In 1895, so the story goes, Auguste and Louis Lumière premiered their 49-second film The Arrival of a Train at La Ciotat Station, introducing an audience to the new medium of cinema. Panicked filmgoers, unable to distinguish representation from reality, cowered in terror, apparently under the impression they were going to be crushed beneath the locomotive.
It’s a charming foundational anecdote, the kind of tall-tale that gives shape and scope to people’s sudden engagement with unfamiliar technology and modes of expression, or at least the kind of story later generations apparently wanted to believe for reasons of our own. (In this way, the Lumière Brothers story isn’t so different from the Parisian “riots” that supposedly greeted Stravinsky’s Rite of Spring 13 years later.)
Unfortunately, it’s not supported by any additional evidence aside from its own legend — in fact, the film wasn’t even included at that famous premiere. But the story was too good to pass up, and enough for it to persist for over a century. Like all legends, it’s apparently one we need. Some have even gone so far as to call it the “first horror movie” because of the visceral reaction it allegedly provoked.
This close association between the cinema and the train is fascinating for a few reasons. It’s not hard to see its appeal: the kinetic nature of the vehicle’s technology is well-suited to a medium premised on capturing motion, and what better way to exhibit the possibilities of the moving picture than a representation of movement itself?

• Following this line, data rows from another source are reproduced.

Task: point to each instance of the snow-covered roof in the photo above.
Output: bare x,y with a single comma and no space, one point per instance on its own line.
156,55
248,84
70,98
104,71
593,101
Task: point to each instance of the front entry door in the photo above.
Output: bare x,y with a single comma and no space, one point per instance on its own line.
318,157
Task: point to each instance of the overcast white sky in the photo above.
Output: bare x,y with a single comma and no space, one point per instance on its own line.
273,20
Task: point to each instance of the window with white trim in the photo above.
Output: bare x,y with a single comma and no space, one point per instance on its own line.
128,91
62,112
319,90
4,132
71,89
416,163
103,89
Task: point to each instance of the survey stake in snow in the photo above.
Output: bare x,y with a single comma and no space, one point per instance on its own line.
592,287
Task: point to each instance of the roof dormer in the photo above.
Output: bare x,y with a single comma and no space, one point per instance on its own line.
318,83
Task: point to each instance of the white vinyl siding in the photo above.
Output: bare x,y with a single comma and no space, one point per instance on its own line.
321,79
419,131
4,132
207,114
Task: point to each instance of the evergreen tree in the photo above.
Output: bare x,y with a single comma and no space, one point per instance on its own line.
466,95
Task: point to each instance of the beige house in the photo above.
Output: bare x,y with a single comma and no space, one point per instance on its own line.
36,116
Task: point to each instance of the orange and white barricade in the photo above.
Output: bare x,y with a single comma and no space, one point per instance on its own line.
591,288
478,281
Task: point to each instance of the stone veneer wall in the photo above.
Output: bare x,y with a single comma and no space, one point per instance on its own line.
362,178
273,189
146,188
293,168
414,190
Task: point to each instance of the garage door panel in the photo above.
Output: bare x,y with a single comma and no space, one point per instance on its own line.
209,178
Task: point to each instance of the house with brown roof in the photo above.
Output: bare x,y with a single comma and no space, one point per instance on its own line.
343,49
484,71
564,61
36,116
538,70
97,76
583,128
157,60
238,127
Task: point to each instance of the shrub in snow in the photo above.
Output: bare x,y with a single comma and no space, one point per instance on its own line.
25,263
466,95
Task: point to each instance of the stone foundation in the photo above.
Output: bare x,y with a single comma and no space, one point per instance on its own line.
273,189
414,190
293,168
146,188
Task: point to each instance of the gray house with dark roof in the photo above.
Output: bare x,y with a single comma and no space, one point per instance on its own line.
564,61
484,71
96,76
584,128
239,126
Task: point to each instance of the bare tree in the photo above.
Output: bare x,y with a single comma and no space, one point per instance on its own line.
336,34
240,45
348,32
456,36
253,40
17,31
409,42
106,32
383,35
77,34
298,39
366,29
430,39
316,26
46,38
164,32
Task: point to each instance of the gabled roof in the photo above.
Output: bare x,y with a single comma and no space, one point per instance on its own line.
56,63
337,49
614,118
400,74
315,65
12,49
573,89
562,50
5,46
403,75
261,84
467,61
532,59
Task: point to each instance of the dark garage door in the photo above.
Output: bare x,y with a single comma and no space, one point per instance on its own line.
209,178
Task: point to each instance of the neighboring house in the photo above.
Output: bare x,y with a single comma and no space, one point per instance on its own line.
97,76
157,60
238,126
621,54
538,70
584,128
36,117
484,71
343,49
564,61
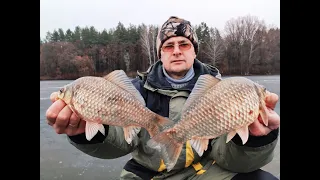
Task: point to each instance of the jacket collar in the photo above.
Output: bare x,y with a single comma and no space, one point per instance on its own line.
156,78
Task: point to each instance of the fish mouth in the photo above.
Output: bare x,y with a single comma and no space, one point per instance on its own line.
177,61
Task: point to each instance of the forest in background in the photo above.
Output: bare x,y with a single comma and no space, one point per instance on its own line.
246,46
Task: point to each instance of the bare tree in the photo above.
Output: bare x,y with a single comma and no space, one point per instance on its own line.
145,42
233,31
153,34
215,47
252,25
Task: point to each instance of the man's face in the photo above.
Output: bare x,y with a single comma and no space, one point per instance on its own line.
177,56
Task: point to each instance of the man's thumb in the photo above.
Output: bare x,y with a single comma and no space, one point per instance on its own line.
54,96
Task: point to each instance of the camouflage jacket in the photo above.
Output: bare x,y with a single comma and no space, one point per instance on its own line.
162,99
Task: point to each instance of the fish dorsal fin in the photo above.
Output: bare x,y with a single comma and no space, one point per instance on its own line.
204,83
120,78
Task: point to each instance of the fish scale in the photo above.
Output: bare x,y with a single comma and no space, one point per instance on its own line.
215,107
111,100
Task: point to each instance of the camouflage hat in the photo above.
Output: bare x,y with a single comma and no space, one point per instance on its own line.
175,26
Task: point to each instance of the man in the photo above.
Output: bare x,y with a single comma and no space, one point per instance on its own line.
165,88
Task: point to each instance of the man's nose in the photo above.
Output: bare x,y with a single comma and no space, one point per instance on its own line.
176,51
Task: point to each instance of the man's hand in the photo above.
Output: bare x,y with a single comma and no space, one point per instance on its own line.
62,119
257,128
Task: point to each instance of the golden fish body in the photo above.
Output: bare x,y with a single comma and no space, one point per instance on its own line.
214,108
111,100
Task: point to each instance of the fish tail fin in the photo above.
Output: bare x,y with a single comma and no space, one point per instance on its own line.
169,147
263,112
160,124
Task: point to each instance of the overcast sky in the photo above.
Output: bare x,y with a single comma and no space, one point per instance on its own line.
105,14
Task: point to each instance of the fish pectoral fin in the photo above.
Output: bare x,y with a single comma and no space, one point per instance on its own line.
120,78
92,129
130,132
199,144
243,133
264,114
230,135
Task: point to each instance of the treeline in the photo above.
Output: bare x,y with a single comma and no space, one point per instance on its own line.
244,47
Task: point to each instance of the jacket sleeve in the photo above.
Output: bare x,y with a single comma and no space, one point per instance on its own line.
109,146
256,153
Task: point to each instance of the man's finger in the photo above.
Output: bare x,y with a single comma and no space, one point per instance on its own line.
271,100
74,121
258,129
63,118
54,110
53,96
82,126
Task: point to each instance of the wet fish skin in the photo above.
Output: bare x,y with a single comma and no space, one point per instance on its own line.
215,107
111,100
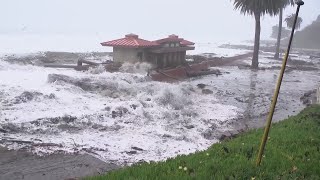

This thinking has the added benefit of highlighting the fascinations of futurism in the years to come, while also drawing a line in the mimetic sand between radical depictions of stillness (in Ozu, say, who incidentally loved nothing more than contrasting that stillness with “progress,” the hustle and bustle of the train as metaphor for life’s transitions) and the people-in-a-car fixations of someone like Kiarostami.
In both cases, transit itself conjures the tensions of modernity, and the alienation they provoke from anyone who wants to sit still for a minute. Our protagonists are both here and not-here, somewhere in between, and our recognition or identification as viewers shifts just as easily.
As stand-ins for the built environment and the medium through which we’re looking at it, these vehicles are imbued with meaning, and provide a setting through which to understand the trapped characters speeding across the land. And the irony, as ever, is that a steady shot in such close confines, with the world flickering by, provokes both uncomfortable proximity and constant, disassociative distance. Or in other words, movies that take place in transit are always, on some level, about movies themselves.
I watched Justin Tipping’s Kicks the other night, a film I disliked for a variety of reasons. But this debut, set in the East Bay I call home, gets at least one thing profoundly right, and that’s the ubiquitous presence of public transit. Like the much better Fruitvale Station, which focuses on BART trains for tragically obvious reasons, Kicks places the train front and center.
Tipping’s narrative emphasizes the way distance is felt for his characters; a BART ride from Richmond to Oakland is depicted as a boundary-crossing, a voyage. And this, I think, is how many of us feel, even those of us who are not in danger for making the journey. The train marks a connecting thread and a separation, which Tipping cannily depicts from the perspective of kids who probably haven’t much left their neighborhood in years.
But it’s not simply boarding the train that indicates this. The constant click and clack of BART cars, overhead (and I really did use to live directly under one) or somewhere close by, is like the East Bay soundtrack. If San Francisco is synonymous with the improbable hills of muscle-car-fueled masculinities (see: Bullitt), the East Bay is its working-class cousin, a network of train towns, ports, and mass transit. (I can only imagine how New Yorkers must view the depictions of their city.)
In both Kicks and Fruitvale, the built environment is as much aural as material. There’s an inescapable sense of movement, you hear it everywhere you go, and this has the paradoxical consequence of invoking a feeling of being trapped, even if you’re surrounded by the built communities you cherish. You could always leave, but on the other hand, no, not really.
So we arrive at this idea, again, of in-between. Our technologies allow for escape, but they also somehow preclude it. And they never cease to remind us where we are, by depicting somewhere else. As the Lumières demonstrated over a century ago, film is uniquely positioned to make this clear.